The truth about it is: GCN wasn't designed to compete with "Kepler" but rather to outpace "Fermi" and bring AMD's graphics card line into a much more profitable and easier to implement future. The fact that it is so robust that it keeps up with NVidia's Kepler revision of Fermi (about 15-30% under/over, depending on the particular test or application) is just further testament to the design's superiority. If AMD had equal time to revise GCN the same number of times NVidia has revised Fermi... well, the implied results for we - the consumer - is positively mind-boggling. The fact that AMD managed to do all of this while keeping all of the components that allow workstation application and calculation - all at a fair price (for the most part) - further go to show their desire to be both the best and most beloved.
The Bottom Line
For shame AMD; because of your greed I was forced to wait for - and for the very first time, purchase - a mid-range video card featuring the glorious new architecture (actually, I got 2 for CFX so I'd get similar, if not better, performance for ~ $80 cheaper). I've never had to go mid-range before; it was - and is - a bit humiliating. Which brings me to my most major gripe with everything AMD/ATi has manufactured in the last few years: to get anything above Dual-Crossfire GPUs, you have buy the high-range cards; which entirely defeats the purpose of having multiple GPUs. Why on Earth wouldn't AMD have seen fit to enable at least their mid-range products to be able to Quad-Crossfire? Do they not see how that could financially benefit them in the long-run? Silly, silly designers.
Perhaps a Rectal-Craniotomy is in order... for both NVidia and AMD. So that they may their heads surgically removed from their bums.
What, then, should you buy? As always, I ask the following in response:
What are you planning on doing?
What is your budget?
How hot do you want your PC to get?
What are the rest of the components in your system going to be?
What programs/games will you be running?
What kind of performance is most important to you (and yes, performance can be broken down into distinct groups)?
How much of a Hammer Legion Member are you, AMD or NVidia?

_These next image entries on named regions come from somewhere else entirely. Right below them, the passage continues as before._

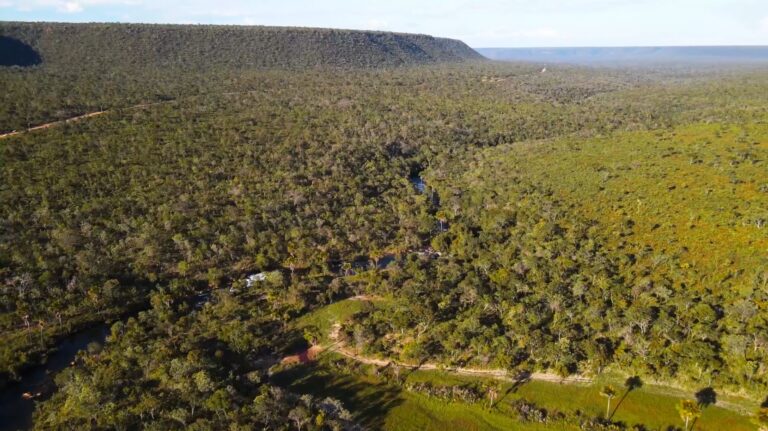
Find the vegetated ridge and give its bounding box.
[0,22,483,69]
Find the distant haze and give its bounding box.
[475,46,768,64]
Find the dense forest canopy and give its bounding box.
[0,22,482,70]
[0,19,768,429]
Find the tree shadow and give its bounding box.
[696,387,717,408]
[608,376,643,420]
[491,371,531,410]
[0,36,42,67]
[270,363,403,429]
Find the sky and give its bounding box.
[0,0,768,48]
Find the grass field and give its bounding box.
[277,354,756,431]
[276,300,757,431]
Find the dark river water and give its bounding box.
[0,174,427,431]
[0,324,109,431]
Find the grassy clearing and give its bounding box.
[276,354,756,431]
[276,362,576,431]
[286,300,757,431]
[408,371,756,431]
[293,299,370,343]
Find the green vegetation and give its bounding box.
[0,19,768,430]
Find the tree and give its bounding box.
[600,385,616,418]
[752,407,768,431]
[677,400,701,431]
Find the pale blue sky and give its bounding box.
[0,0,768,47]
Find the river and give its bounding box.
[0,174,434,431]
[0,324,109,431]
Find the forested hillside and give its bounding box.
[0,23,482,71]
[0,24,768,430]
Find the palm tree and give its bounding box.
[677,400,701,431]
[600,385,616,418]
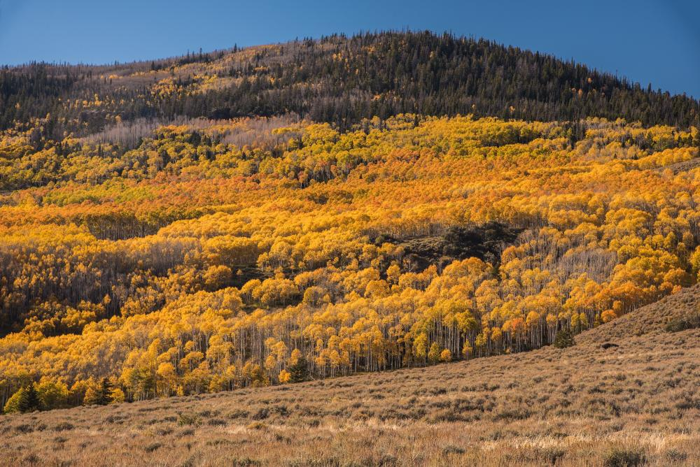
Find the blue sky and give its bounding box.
[0,0,700,98]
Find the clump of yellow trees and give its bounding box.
[0,115,700,411]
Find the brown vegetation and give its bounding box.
[0,286,700,466]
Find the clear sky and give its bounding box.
[0,0,700,98]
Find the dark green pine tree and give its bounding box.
[97,378,112,405]
[289,357,309,383]
[19,384,41,413]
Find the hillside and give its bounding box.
[0,32,700,141]
[0,114,700,412]
[0,286,700,467]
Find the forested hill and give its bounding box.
[0,32,700,142]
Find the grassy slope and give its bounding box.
[0,286,700,466]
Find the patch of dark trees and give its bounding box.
[375,222,522,272]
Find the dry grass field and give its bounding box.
[0,286,700,467]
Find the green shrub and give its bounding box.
[554,329,576,349]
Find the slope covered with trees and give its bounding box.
[0,286,700,467]
[0,114,700,410]
[0,32,700,142]
[0,33,700,412]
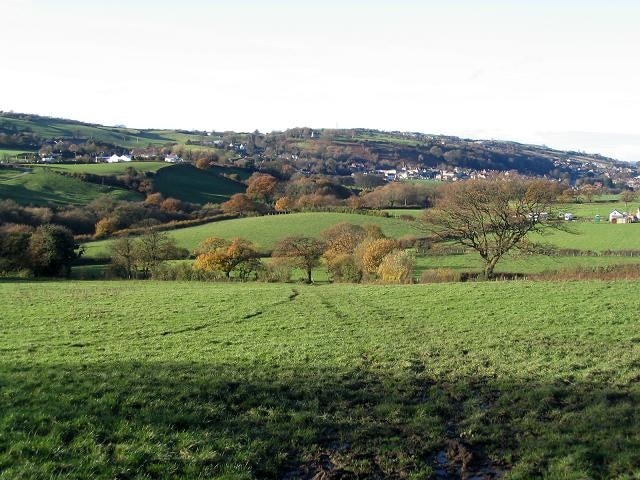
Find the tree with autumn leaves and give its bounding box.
[193,237,258,278]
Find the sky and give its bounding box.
[0,0,640,161]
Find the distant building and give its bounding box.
[107,154,131,163]
[609,210,631,224]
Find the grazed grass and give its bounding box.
[153,165,246,203]
[80,212,417,258]
[36,162,170,175]
[0,168,142,205]
[416,253,640,274]
[0,282,640,479]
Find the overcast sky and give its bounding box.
[0,0,640,161]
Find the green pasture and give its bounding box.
[0,168,142,205]
[153,165,246,204]
[0,148,36,160]
[531,222,640,252]
[0,116,215,149]
[37,162,170,175]
[0,281,640,479]
[84,212,418,258]
[556,199,640,222]
[415,253,640,277]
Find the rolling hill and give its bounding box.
[153,164,246,204]
[0,168,143,206]
[84,212,418,258]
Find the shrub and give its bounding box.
[355,238,398,274]
[420,268,461,283]
[258,259,292,283]
[325,253,362,283]
[378,250,416,283]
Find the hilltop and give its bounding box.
[0,112,638,187]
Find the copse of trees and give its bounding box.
[272,236,324,283]
[193,236,259,280]
[110,230,189,279]
[423,178,560,278]
[0,224,81,277]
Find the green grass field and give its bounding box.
[0,115,212,150]
[85,212,417,258]
[36,162,170,175]
[0,148,35,160]
[415,253,640,277]
[153,165,246,204]
[0,168,142,205]
[0,281,640,479]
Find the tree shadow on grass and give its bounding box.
[0,362,640,479]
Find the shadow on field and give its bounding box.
[0,362,640,479]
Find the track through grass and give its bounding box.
[0,282,640,479]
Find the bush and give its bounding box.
[378,250,416,283]
[420,268,462,283]
[325,254,362,283]
[258,259,292,283]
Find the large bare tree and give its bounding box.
[423,178,558,278]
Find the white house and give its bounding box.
[107,154,131,163]
[609,210,628,223]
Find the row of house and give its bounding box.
[96,153,184,163]
[609,208,640,224]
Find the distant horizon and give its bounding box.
[0,108,640,163]
[0,0,640,161]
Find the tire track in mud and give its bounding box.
[160,288,300,337]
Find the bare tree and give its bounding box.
[423,179,559,278]
[272,236,324,283]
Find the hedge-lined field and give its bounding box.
[85,212,420,258]
[0,281,640,479]
[0,168,143,206]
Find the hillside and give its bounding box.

These are questions you simply must answer before choosing any set of components for a PC build. If you're one of these morons who thinks it's okay to simply buy the most expensive thing there is and that you'll get the best performance that way, then I feel sorry for both your stupidity and the substantial and unnecessary loss your wallet will suffer. Optimize, people; Optimize. You'll be more satisfied with your computing experience and still have plenty of money left over to take your sweetheart out to that nice restaurant like she deserves. Or buy your Mom that necklace she always wanted. Or buy yourself that bevy of games you've been drooling over.
But, hey; what do I know? I'm just a hardware technician.